Agile transformation is driven by a urgent need to respond quickly to new opportunities, react to disruptions and find way to be more efficient in today’s business.

The Big Data industry has been developing for ten years, and so has my bonding with Big Data. As a new factor of production in the digital economy, data is closely related to its ability to drive business; I hope readers will be able to understand the following truth: Big Data is not far away, and it is rapidly and profoundly changing our society, environment, economy, and even our everyday lives. The definition of big data is yet to define with evolution of new techonology such as strong AI and metaverse.

Over the last few years, I’ve been serving as a consultant to government agencies and many corporates to help them implement digital transformation projects. With a data thinking mindset, I have exalted my experience into a practical methodology. I want to share my experience humbly and, at the same time, draw inspiration from those with common interests.

I hope everyone living in this era will have a more practical understanding of implementing big data and succeed in digital transformation for our cities and corporates to build a better and sustainable world.

Big data as a new way of thinking

Big data, a new frontier for every country and enterprises

Increasing digitalisation brings huge amounts of data. More and more people started to adopt online interaction with each other and leave digital foot print. The cost of harvesting insights from these interactions fell to marginal low costs. It is not hard to believe when future smart devices (i.e. AR, VR) became popular and affordable, more company will be impacted by not equipped with skill to harvest this ever-growing huge amount of data into useful insights.

The premise of using big data well is to “assume that data is available and not be limited by the amount”, which I have always taken to heart. In the age of Big Data, we need a new way of thinking, and it is far more important than data resources and any algorithms.

I think we are still a long way from the day when artificial intelligence will rule the world. But the winners will always be and should be those who have faith in data because they believe that the purpose of technology is to make people’s lives better and happier. The data network effect provide huge contributions to enhance user’s experience that make Google, Facebook, Amazon, Alibaba beome the most valuable company in the world.

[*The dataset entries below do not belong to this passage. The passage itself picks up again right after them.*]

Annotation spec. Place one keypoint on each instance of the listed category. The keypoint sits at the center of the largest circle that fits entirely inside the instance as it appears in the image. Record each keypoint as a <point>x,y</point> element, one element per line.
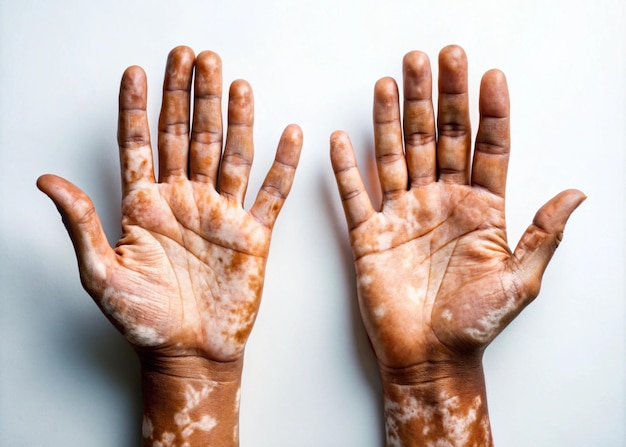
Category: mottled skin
<point>184,282</point>
<point>436,279</point>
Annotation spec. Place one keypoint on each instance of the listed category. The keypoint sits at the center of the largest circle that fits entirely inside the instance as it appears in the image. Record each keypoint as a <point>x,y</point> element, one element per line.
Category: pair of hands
<point>436,278</point>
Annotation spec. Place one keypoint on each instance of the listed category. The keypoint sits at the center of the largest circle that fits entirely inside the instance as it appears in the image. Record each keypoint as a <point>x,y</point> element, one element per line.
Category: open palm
<point>187,274</point>
<point>435,275</point>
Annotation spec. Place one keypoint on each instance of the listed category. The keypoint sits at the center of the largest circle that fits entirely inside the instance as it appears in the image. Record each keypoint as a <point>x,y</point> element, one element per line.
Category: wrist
<point>190,401</point>
<point>436,403</point>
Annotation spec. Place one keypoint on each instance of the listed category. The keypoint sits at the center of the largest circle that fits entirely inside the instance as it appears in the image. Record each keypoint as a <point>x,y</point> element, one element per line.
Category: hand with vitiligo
<point>184,282</point>
<point>436,279</point>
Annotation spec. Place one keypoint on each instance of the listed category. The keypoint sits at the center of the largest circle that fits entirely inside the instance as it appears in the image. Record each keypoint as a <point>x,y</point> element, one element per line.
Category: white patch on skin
<point>456,422</point>
<point>457,426</point>
<point>399,414</point>
<point>365,280</point>
<point>206,423</point>
<point>380,311</point>
<point>183,419</point>
<point>237,399</point>
<point>167,440</point>
<point>145,335</point>
<point>147,427</point>
<point>492,322</point>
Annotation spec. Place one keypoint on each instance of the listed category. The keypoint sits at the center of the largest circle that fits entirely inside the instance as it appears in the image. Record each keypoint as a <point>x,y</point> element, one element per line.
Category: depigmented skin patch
<point>184,282</point>
<point>436,279</point>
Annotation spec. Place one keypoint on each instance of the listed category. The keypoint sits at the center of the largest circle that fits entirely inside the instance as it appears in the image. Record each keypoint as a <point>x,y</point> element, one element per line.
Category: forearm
<point>191,402</point>
<point>436,405</point>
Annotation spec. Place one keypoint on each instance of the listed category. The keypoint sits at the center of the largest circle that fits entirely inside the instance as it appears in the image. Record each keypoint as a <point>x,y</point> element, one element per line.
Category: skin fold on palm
<point>436,278</point>
<point>186,277</point>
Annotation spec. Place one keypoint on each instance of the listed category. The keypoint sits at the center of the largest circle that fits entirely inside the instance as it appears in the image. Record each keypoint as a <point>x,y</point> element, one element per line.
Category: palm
<point>441,233</point>
<point>187,275</point>
<point>435,275</point>
<point>182,275</point>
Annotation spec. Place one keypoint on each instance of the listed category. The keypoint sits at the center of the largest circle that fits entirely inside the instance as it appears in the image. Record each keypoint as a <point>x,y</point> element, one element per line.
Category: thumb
<point>542,237</point>
<point>83,226</point>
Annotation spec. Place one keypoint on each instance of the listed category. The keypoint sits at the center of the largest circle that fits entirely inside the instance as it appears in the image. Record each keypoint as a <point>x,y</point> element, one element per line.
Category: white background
<point>555,377</point>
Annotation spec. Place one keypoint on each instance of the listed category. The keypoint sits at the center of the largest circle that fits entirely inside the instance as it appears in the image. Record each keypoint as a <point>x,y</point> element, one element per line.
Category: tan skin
<point>436,279</point>
<point>184,282</point>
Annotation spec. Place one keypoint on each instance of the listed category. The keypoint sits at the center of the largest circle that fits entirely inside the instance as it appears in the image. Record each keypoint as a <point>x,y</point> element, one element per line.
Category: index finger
<point>133,133</point>
<point>493,140</point>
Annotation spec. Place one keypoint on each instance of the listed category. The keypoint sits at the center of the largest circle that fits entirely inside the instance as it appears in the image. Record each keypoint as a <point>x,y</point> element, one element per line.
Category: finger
<point>93,251</point>
<point>419,119</point>
<point>356,202</point>
<point>539,242</point>
<point>453,120</point>
<point>390,161</point>
<point>493,140</point>
<point>206,133</point>
<point>174,117</point>
<point>239,150</point>
<point>133,133</point>
<point>280,177</point>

Looking back over the past 20 years, I feel fortunate to have worked for data-enabled pioneers such as Microsoft and eBay. I am even more excited to have been part of a world-renowned data company such as Alibaba.  My dream of Big Data is realised along the journey.

After completing my mission, I left Alibaba in 2016 to join Sequoia Capital China as a venture partner, with the initial intention of gaining a broad and deep understanding of the difficulties and opportunities encountered by different players in the digital ecosystem.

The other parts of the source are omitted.